Being able to write and work without any distractions is something many of us would love to be able to do and the Hemmingwrite is the perfect solution.
3. Sticky notes
On the face of it sticky notes might look like one of the least exciting ideas on our list. But used as a digital detox aid and to enable you to put down your phone they are a great solution. Everyone uses their smartphone for making notes, and not having one on you for any period of time might make you a bit anxious about how you’re going to jot down ideas or make those crucial personal reminders. Having a pack of sticky notes at your desk, and another in your bag, is a great aide to switch off while also not losing track of any great ideas. (And given that many of our retreat guests report that digital detox stimulates their creativity you’re definitely going to need them).
4. An Alarm Clock
Buying an alarm clock is one of the most important parts of starting a digital detox journey. Waking up to an alarm clock instead of a phone alarm will prevent reflexive scrolling though social media and emails as soon as you surface – as well as stopping you from endlessly hitting ‘snooze’. The result is you’ll get out of bed when you need to – and you’ll start the day feeling calmer and more focused.
5. The Blokket
If the thought of switching your phone to airplane mode while you’re eating or out with friends seems like a step too far, the Blokket may be the perfect solution for you.

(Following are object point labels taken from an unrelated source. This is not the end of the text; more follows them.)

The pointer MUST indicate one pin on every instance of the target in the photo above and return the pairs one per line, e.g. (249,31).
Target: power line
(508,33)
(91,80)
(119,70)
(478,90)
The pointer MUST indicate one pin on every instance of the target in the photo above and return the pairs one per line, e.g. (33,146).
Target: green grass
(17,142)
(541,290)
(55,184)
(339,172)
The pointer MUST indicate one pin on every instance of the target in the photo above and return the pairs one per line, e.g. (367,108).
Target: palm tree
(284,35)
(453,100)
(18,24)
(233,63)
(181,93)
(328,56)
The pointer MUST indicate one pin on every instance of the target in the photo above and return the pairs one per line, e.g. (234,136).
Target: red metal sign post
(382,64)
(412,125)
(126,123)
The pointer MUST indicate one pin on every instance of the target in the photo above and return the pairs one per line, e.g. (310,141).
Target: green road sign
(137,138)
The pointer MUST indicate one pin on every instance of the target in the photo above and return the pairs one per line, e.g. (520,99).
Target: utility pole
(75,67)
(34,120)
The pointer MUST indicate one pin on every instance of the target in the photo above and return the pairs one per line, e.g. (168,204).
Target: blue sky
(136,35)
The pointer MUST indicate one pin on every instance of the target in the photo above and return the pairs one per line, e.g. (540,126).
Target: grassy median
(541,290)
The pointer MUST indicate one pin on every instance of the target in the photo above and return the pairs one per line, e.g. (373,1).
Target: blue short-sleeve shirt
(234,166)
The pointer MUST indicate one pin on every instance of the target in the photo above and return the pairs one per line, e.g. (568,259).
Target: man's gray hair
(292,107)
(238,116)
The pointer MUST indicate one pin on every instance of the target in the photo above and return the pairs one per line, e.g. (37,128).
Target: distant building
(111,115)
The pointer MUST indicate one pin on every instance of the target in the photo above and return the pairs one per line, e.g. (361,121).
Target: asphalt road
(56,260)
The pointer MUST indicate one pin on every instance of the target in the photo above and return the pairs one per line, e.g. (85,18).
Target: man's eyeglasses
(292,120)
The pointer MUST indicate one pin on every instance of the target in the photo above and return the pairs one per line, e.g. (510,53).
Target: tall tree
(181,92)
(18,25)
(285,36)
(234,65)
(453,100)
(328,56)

Blokket is a simple phone pouch that blocks the signal from your phone when inside. It could be the perfect solution to practice being without your phone while you’re focusing on an important task, safe in the knowledge that you can fish it out of the little bag if the withdrawal gets too much at any time.
6. An Instant Camera
It might feel that giving up your digital devices and taking a digital detox will also involves you being deprived of some of the more creative applications of technology – like digital photography. However, not every precious memory captured should be snapped on an iPhone and then instantly uploaded to Instagram and Facebook, which is why we’re big fans of instant cameras. An instant camera allows you to take a photo and keep the print forever. We take them on our digital detox retreats and are endlessly amazed by the creativity they inspire.
7. An Hourglass
The hourglass is an ancient tool that is enjoying a bit of a revival. It’s a great way to measure the amount of time you spend on an activity without using a digital device, such as the timer on your phone. A large hourglass that measures an hour can be used to tell you know how long you have spent on a particular focused activity (say writing). Whereas a smaller, six minute, hourglass could be used for short breaks during tasks, say to check email, and as a reminder to stop during an activity and shift focus.
8. The Punkt Phone
The Punkt phone is a ‘non-smartphone’ that returns the concept of a phone to the basics. It makes calls and send texts, but that’s all. You can swap your smartphone sim into it easily via a number of handy adapters so you’re still contactable when you’re doing a digital detox, but you won’t be distracted by a digital screen. This stylish device steps away from everything ‘smart’ in a bid to help you become more focused but not be completely cut off from the world.
Eight ideas to enable you to log-off and be without your digital devices and maximise your productivity and efficiency while logging-off. Let us know if you give any of them a try!